Providers’ other concerns revolved around the inadequacy of available mental health services for households experiencing homelessness, which many need in order to remain in transitional or permanent housing, according to the report.
Providers and policymakers alike were also frustrated that the housing crisis appears to be worsening, despite investment in new housing units, according to the report.
“In other words, while the newly constructed units are extremely valuable for those who reside in them, Vermont is not building its way out of the problem,” Hoffer wrote. “What will it take for Vermont to have the infrastructure in place, both services and housing, to ‘end homelessness’? Is there a target number of shelter beds? Of new permanent affordable units?”
Hoffer wrote that the spike in homelessness could be driven, in part, by pressures on the housing market that have been exacerbated by the pandemic, with fewer units available and prices rising. Additionally, thousands of residences which once served as long-term homes have been converted to short-term rentals over the last five years, he said.
He cautioned that it’s challenging to accurately measure the impact of any one element of the state’s work towards preventing and responding to homelessness, as those efforts are numerous and fractured.
Among the report’s other findings: Publicly funded emergency shelters saw annual numbers of people begin to trend downward before the pandemic, though there was an increase in individual lengths of stay, or “bednights.”
Yet between 2017 and 2019, it found, emergency shelter spending increased by 36% while serving almost 500 fewer people for about the same number of bednights.
The pandemic required significant alterations to meet rising demands for non-congregate, socially distanced housing, which took the form of motel vouchers through Federal Emergency Management Agency funds.
Before the pandemic, 200 to 300 households were living in motel rooms nightly in times of cold weather.

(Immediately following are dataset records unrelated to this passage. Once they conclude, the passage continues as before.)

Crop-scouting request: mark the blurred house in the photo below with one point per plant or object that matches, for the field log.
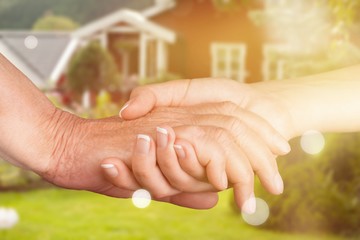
(191, 38)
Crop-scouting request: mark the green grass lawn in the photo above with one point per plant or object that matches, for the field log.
(62, 214)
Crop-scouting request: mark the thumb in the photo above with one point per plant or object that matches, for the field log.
(143, 99)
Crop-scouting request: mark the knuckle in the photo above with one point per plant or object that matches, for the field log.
(159, 193)
(229, 107)
(247, 178)
(222, 135)
(141, 174)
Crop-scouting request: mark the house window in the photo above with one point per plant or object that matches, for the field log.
(228, 60)
(274, 62)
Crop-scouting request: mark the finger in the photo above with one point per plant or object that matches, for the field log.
(118, 174)
(193, 200)
(188, 160)
(146, 171)
(277, 143)
(170, 167)
(262, 160)
(116, 192)
(188, 200)
(180, 93)
(210, 154)
(211, 148)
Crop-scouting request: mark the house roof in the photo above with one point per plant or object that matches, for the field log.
(35, 53)
(133, 18)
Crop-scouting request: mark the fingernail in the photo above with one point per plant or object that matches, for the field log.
(126, 105)
(142, 144)
(224, 181)
(279, 184)
(249, 206)
(110, 169)
(179, 151)
(282, 144)
(161, 137)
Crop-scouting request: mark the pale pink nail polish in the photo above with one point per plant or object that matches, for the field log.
(142, 144)
(126, 105)
(161, 137)
(224, 181)
(249, 206)
(279, 184)
(179, 151)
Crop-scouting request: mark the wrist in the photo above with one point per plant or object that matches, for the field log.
(270, 101)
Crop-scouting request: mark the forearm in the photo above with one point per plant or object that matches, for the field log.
(328, 102)
(23, 108)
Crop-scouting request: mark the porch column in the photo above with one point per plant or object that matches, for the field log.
(142, 55)
(103, 39)
(161, 57)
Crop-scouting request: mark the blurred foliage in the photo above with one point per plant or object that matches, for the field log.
(230, 5)
(322, 192)
(51, 22)
(93, 68)
(320, 35)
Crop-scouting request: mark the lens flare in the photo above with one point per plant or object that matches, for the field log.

By April of 2021, more than 2,000 households were enrolled in the program. This past April saw 1,571 households living in motels.
Additional Covid-related funding helped support various services to meet rising needs of Vermonters in shelters and motels, including expansion of staff coverage, supplies, outreach, housing navigation support, mental health support services, meals and on-site security.
The state has spent $190 million on emergency shelter and related services from fiscal year 2017 to the spring of 2022 — nearly 90% of which was spent during the pandemic, according to the report.
The Auditor’s Office recommended that the executive and legislative branches, in collaboration with organizations that work with homeless households, establish a clear definition of “success” in order to track progress.
The release of the report on Thursday coincided with a Summer Summit on Homelessness, sponsored by the Vermont Coalition to End Homelessness, to discuss the direction of Vermont’s collective response to the issue.